Bir kimse abdestsiz olduğunu zannederek namazdan ayrıldıktan sonra abdestli olduğunu hatırlarsa, mescitten çıkmamış olsa bile namazı bozulmuştur. Fakat bir kimse mescidde namaz kılarken abdestinin bozulduğunu zannederek kıbleden ayrılıp da daha mescidden çıkmadan abdestinin bozulmadığını anlarsa, İmâm-ı Âzam’a göre namazı bozulmuş olmaz. Ama bunu mescidden çıktıktan sonra anlayacak olursa namazı ittifak ile bozulur.
Hastalık veya düşman yahut yırtıcı hayvan korkusu gibi nedenlerle kıbleye dönme imkanı bulunmayan kimse, kendisi için en rahat olan tarafa döner.
Normal durumlarda nafile namaz kılmak caiz ise de, farz namaz kılınmaz. Ancak zaruret durumlarında binek üzerinde namaz kılmak caiz görülmüştür. Hayvan üzerinde, otomobil veya otobüste namaz kılındığı takdirde namazın rükünlerinden olan kıyam ve istikbali kıble yerine getirilemez. Fakat namaz kılınacak uygun bir yer bulunamaması gibi durumlarda, hayvanı veya otomobili durdurup kıbleye yüz tutarak namaz kılınabilir.

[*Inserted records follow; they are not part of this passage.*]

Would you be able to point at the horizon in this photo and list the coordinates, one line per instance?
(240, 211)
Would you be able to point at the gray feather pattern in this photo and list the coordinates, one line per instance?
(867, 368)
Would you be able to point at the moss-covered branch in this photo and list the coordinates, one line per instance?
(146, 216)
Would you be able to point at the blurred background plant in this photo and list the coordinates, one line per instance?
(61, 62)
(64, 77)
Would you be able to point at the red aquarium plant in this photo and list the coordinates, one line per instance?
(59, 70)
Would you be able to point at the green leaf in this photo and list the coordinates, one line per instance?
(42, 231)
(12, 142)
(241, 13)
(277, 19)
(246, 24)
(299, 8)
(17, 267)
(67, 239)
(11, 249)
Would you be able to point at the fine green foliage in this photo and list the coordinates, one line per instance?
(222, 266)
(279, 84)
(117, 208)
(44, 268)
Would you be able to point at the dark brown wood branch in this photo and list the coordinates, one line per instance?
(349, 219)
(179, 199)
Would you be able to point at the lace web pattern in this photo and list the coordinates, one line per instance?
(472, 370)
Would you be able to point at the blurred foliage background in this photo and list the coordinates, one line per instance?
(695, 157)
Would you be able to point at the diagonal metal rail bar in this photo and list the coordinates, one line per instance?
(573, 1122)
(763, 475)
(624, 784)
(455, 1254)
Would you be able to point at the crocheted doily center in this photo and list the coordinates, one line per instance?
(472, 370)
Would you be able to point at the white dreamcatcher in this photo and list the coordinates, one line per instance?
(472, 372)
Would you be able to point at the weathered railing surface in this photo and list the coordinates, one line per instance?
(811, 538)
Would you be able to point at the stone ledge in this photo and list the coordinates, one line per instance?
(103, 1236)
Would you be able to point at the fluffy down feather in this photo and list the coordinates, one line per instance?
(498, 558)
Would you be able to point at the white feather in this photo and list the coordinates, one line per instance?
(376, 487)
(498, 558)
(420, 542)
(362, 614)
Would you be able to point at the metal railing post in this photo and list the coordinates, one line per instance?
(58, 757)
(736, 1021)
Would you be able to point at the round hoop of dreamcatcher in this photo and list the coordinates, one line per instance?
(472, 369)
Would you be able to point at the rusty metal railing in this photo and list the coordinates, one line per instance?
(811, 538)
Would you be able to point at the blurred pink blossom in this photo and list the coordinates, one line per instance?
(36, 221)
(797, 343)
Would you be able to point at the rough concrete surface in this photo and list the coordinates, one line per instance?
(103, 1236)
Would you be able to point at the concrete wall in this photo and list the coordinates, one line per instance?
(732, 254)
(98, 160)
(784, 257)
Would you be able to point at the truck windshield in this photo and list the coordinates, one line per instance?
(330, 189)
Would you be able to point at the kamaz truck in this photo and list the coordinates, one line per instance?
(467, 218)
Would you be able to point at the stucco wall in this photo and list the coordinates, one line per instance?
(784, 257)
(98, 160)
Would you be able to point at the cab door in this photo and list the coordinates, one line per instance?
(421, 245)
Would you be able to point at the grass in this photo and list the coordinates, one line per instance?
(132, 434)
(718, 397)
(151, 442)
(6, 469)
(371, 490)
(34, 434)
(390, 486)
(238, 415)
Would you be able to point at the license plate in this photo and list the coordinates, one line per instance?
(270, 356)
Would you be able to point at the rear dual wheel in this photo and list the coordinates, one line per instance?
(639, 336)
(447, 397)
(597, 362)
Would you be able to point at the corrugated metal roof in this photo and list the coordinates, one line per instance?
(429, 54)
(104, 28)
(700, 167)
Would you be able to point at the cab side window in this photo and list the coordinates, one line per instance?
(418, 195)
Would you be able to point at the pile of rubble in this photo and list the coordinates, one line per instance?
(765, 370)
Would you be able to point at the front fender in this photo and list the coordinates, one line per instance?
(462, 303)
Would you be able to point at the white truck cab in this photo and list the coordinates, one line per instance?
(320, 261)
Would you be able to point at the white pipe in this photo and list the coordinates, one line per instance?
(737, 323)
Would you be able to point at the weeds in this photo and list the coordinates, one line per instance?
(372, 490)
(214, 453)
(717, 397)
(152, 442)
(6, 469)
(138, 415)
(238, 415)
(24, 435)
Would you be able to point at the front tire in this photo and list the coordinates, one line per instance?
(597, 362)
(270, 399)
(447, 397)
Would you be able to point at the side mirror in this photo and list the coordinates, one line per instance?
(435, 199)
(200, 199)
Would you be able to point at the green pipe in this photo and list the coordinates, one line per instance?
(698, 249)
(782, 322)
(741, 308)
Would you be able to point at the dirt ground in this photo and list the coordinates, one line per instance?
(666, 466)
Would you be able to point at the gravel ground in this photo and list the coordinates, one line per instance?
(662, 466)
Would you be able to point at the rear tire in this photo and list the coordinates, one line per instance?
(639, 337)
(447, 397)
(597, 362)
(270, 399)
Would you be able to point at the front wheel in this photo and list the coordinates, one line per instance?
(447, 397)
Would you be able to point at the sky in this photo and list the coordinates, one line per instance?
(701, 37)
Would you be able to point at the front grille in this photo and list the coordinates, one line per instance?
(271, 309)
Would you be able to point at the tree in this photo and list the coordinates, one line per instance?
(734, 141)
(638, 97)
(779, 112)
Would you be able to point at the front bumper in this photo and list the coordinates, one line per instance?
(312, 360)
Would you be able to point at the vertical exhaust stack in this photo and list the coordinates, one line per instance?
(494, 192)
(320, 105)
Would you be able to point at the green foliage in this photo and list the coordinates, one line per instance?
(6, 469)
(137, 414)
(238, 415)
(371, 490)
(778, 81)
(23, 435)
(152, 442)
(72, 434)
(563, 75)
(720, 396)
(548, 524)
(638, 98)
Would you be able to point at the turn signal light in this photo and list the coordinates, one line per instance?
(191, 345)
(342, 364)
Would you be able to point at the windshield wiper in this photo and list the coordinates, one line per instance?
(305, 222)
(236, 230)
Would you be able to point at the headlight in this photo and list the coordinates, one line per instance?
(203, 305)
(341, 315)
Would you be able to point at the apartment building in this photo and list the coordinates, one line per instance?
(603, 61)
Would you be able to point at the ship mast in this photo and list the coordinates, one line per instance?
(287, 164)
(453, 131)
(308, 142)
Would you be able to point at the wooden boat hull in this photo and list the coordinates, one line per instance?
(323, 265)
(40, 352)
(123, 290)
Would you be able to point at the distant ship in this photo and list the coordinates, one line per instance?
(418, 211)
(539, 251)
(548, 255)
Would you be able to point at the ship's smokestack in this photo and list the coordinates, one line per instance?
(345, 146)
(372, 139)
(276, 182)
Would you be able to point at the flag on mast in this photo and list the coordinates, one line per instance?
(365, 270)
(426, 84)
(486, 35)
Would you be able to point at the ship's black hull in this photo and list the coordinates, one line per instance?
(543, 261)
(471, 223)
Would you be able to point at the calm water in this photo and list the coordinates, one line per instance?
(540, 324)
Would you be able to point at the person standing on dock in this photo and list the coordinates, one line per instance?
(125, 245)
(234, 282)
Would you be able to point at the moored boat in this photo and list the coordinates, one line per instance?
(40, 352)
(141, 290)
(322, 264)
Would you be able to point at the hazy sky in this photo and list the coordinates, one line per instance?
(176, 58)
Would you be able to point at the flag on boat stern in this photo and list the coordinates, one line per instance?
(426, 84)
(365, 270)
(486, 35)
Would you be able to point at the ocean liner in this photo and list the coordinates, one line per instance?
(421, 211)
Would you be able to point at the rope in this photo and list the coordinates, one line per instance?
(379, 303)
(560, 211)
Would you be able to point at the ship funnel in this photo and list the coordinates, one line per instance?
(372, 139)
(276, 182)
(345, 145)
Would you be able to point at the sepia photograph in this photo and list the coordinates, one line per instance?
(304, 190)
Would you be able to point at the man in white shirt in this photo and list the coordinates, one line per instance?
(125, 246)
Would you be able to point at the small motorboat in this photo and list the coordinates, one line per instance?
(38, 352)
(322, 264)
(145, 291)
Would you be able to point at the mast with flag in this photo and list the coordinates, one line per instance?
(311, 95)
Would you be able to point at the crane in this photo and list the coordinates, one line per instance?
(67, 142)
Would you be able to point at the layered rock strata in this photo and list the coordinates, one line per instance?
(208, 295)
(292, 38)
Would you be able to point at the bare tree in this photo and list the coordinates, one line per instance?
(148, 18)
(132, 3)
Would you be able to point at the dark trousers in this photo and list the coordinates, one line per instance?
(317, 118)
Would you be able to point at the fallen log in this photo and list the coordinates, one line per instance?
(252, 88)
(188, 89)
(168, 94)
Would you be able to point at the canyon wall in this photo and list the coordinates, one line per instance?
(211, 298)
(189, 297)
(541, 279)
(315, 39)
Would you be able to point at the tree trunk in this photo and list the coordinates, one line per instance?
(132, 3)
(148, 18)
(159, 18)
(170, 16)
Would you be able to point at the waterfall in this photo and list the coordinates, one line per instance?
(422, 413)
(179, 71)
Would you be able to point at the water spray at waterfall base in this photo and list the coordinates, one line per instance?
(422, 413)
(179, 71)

Hanefi mezhebinde iki namazın birlikte kılınması (cem) hac mevsiminde, Arafat ve Müzdelife dışında kabul edilmediği için yukarıdaki sebeplerle iki namazı birlikte kılınması söz konusu değildir. Ancak diğer 3 mezhepler sayılan mazeretlere binaen iki namazın birlikte kılınabileceğini kabul ettikleri için, uygun yer bulma ihtimali olan durumlarda, namazı cem ederler.
Gemide namaz kılan kimse mümkünse kıbleye doğru döner; gemi yön değiştirdikçe kendisinin kıble tarafına yönelmesi gerekmektedir.
5) Vakit : Farz namazlar belirlenen vakit içerisinde kılınması gerekir, önce veya sonrasında kılınan namazlar geçerli değildir.Bir namazın vakti içinde kılınmasına eda, vakit çıktıktan sonra kılınmasına kaza denir.Bir vakit namazı bilerek kazaya bırakmak büyük günahtır.Bazı alimler bu davranışın bir gevşeklik olduğu için o namazın kazası olmaz tövbe etmeleri gerekir demişlerdir.Bu bilginler aynı zamanda uyuma ve unutma mazereti olursa o namaz hatırlandığında eda niyetiyle kılınabileceğini söylemişlerdir.Niyet ederken farz namazın kılındığını belirlenmesi olmakla birlikte, eda veya kaza namazı diye belirlemeye gerek yoktur.Kaza, sadece 5 vakit farz namazın vede vitir namazını kapsar, diğer namazların kazası yoktur.